The elephant was hit, and it went into a rageful fury to Lohgarh. Behind the elephant charged the army of the Hill Rajas. Guru Gobind Singh asked Bhai Bachitar Singh to become his elephant to which he agreed. He was given a nagini barcha (cobra lance) and took the Gurus blessings. Bachitarr Singh was ready to face the drunken elephant. Next Udai Singh took the blessings of the Guru and was given a sword to kill Kesari Chand. Udai Singh charged and slaughtered his way through the soldiers to get to his target.

The elephant had made its way to the gates of the fort. It had killed many Sikhs. Bachittar Singh opened the gates of the fort. He raised his lance and pierced the elephant through the armor, wounding it. The elephant turned around and killed many soldiers of the Hill Rajas and was unstoppable.

As this happened, Udai Singh met Kesari Chand. He shouted, "Kesari Chand come and hit". Kesari Chand hit but missed. Udai Singh chopped Chand's head off. He put the head on a spear and raised it up high as he made his way back to the gates of the fort. Mokham Singh soon after finished the elephant off. Bhai Sahib Singh injured the Raja of Handur and the army of the Raja's retreated.

=== Last attack ===
The Hill Rajas once again held a council and peace was considered, but was not taken.

On the following day, the troops of Raja Ghumand Chand of Kangra attacked Anandpur.
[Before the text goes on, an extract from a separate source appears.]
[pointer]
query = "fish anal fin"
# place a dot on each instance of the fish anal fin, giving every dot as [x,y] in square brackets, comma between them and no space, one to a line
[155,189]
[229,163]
A bloody battle happened. Ghumand Chand's horse was shot by Alam Singh. A melee happened around the Raja. His men managed to keep the Sikh at bay temporarily. The battle lasted till evening, with varying results and resulted in the death of Ghumand Chand at the hands of Bhai Himmat Singh.

== Final days of the siege ==
Guru Gobind Singh was hesitant to accept the Rajas demands, but the Sikhs insisted on it. After meeting Sikh commanders who proposed leaving, Guru Gobind Singh and the Sikhs left Anandpur.

==Aftermath==

The Guru left for Nirmoh village (Nirmohgarh). The deal turned out to truly be a plan to attack the Sikhs and the Guru while they were weak. The Rajas attacked, and the Sikh fought the Battle of Nirmohgarh (1702).